The young researcher will investigate the optoelectronic properties of the layers and structures studied in the laboratory, analysing the influence of the many degrees of freedom available in the design of heterostructures (choice of materials, number of atomic layers stacked, orientation of layers between atomic planes, etc.). He.she will develop the diagnostics that will allow the proper integration of these 2D materials into devices, based on the instrumental expertise of GEMaC.
The 2D materials will be analysed as bulk crystals (hBN, black phosphorus,…), atomic layers obtained by exfoliation or synthesized directly on substrate, and stacked in heterostructures (e.g.: hBN/MoSe2/hBN, hBN/ black phosphorus/hBN, graphene/hBN/graphene, …).
The candidate will combine different spectroscopy techniques. The study of excitonic properties will be based on the cathodoluminescence system developed in the laboratory. The analyses will be carried out at room temperature or at low temperature (liquid helium), in continuous or pulsed excitation. The dynamics of luminescence processes can be evaluated today, using the fast electron blanker recently developed at the laboratory (temporal resolution 100 ps). The quality of the crystals, number of atomic layers and their crystallographic orientation will be studied in Raman scattering, with a system accessing ultra-low frequencies (< 100 cm-1) and analysis in polarization.

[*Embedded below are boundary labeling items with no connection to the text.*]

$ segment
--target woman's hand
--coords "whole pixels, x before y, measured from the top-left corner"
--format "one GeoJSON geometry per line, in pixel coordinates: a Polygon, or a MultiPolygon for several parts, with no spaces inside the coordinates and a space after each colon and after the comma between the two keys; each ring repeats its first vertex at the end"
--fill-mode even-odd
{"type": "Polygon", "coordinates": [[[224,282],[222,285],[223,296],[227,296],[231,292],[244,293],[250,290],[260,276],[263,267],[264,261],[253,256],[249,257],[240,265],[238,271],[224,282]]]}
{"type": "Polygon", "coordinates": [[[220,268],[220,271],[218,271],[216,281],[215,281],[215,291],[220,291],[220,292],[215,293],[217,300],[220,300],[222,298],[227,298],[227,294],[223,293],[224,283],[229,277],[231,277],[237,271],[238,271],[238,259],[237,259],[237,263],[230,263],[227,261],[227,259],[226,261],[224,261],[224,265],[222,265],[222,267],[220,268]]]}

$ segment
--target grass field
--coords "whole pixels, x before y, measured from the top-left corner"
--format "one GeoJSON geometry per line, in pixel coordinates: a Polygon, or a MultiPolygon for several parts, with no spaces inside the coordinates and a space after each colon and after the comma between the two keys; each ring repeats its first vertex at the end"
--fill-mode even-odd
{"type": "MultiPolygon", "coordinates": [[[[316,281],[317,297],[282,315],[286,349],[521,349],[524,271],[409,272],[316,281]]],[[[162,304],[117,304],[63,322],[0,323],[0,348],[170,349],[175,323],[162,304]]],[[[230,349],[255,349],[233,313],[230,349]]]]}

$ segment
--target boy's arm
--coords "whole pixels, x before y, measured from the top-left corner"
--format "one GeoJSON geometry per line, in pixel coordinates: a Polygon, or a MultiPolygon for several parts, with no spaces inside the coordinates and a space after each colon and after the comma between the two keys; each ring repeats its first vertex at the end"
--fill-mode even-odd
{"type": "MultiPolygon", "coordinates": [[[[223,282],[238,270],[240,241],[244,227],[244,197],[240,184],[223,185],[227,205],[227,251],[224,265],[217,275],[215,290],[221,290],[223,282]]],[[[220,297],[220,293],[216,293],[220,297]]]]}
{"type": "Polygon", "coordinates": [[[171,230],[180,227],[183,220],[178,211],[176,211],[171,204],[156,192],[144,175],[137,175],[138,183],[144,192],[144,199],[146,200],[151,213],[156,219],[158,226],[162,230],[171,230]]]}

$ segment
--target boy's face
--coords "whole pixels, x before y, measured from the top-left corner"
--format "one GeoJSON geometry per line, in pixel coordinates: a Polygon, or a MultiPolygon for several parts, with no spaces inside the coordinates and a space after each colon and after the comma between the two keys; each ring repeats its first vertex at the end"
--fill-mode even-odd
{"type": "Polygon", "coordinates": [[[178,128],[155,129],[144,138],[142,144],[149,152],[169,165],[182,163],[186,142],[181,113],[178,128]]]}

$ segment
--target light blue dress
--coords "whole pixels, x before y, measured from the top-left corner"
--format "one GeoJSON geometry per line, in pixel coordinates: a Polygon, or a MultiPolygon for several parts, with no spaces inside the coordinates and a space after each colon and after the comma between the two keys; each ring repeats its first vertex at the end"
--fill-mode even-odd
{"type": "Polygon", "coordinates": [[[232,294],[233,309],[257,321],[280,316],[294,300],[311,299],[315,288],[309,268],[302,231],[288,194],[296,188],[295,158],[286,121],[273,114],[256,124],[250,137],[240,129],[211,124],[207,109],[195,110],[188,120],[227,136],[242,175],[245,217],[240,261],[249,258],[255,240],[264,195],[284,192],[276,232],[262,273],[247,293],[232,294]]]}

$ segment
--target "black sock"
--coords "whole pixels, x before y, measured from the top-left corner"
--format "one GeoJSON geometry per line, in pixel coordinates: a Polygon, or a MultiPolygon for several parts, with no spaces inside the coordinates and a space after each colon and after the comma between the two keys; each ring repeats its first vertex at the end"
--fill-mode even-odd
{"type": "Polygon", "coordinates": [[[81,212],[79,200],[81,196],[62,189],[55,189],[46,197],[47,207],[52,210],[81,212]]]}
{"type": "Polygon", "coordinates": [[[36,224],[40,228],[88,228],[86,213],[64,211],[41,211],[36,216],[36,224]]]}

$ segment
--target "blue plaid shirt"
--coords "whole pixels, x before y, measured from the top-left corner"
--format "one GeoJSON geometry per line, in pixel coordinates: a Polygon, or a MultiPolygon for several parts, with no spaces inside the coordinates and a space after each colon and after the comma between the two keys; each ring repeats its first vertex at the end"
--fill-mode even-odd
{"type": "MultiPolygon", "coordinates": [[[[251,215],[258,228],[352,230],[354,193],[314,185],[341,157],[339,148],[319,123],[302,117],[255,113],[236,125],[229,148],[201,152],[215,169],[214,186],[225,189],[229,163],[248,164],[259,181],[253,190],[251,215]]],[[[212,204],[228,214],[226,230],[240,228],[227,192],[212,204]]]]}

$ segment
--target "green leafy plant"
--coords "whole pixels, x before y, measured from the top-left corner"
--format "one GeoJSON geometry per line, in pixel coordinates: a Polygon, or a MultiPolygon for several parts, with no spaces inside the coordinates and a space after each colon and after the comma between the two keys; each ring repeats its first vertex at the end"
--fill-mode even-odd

The young researcher will interact closely with the researchers, engineers and PhD students of the laboratory and as well with its partner laboratories. He.She will analyse the experiments carried out by correlating the optical results to the sample geometries measured in AFM, to the structural measurements made in transmission microscopy and confronting them with theoretical calculations of 2D excitons. He.She will follow sample characterizations and report them to partners of ANR and European projects. He.She will have at heart the valorization of the results through the writing of scientific articles and oral communications in international conferences.
Holding a PhD is necessary. Good knowledge in semiconductor physics and optical spectroscopy is essential. Experience in electron microscopy, digital processing and data analysis (images, datacubes, spectra) will be appreciated.
A significant experience in handling or studying 2D materials is a plus.
A good knowledge of English is expected both orally and in writing, especially for scientific papers and reports in collaborative projects.
The activities of the Condensed Matter Study Group (GEMaC, http://www.gemac.uvsq.fr) are based on a common expertise in physics and material sciences in the fields of wide bandgap semiconductors, nanoscale optics, functional oxides and switchable molecular materials.
The young researcher will join the DIAM (Diamond for Electronics) team where the 2D materials have long been studied using the tools initially developed for diamond spectroscopy. The team's pioneering works dates back to 2006 on hBN and nanotubes. Since then, the team has acquired recognized expertise on the optical properties of these emerging materials.
The postdoctoral fellow will report to Julien Barjon. He.She will work at GEMaC in Versailles, in close collaboration with Ingrid Stenger and Christophe Arnold. He.She will be involved in the many collaborations of the team: at the local level with the LEM-ONERA in Chatillon, with the partners of the ANR EPOS-BP and the European Flagship project on Graphene.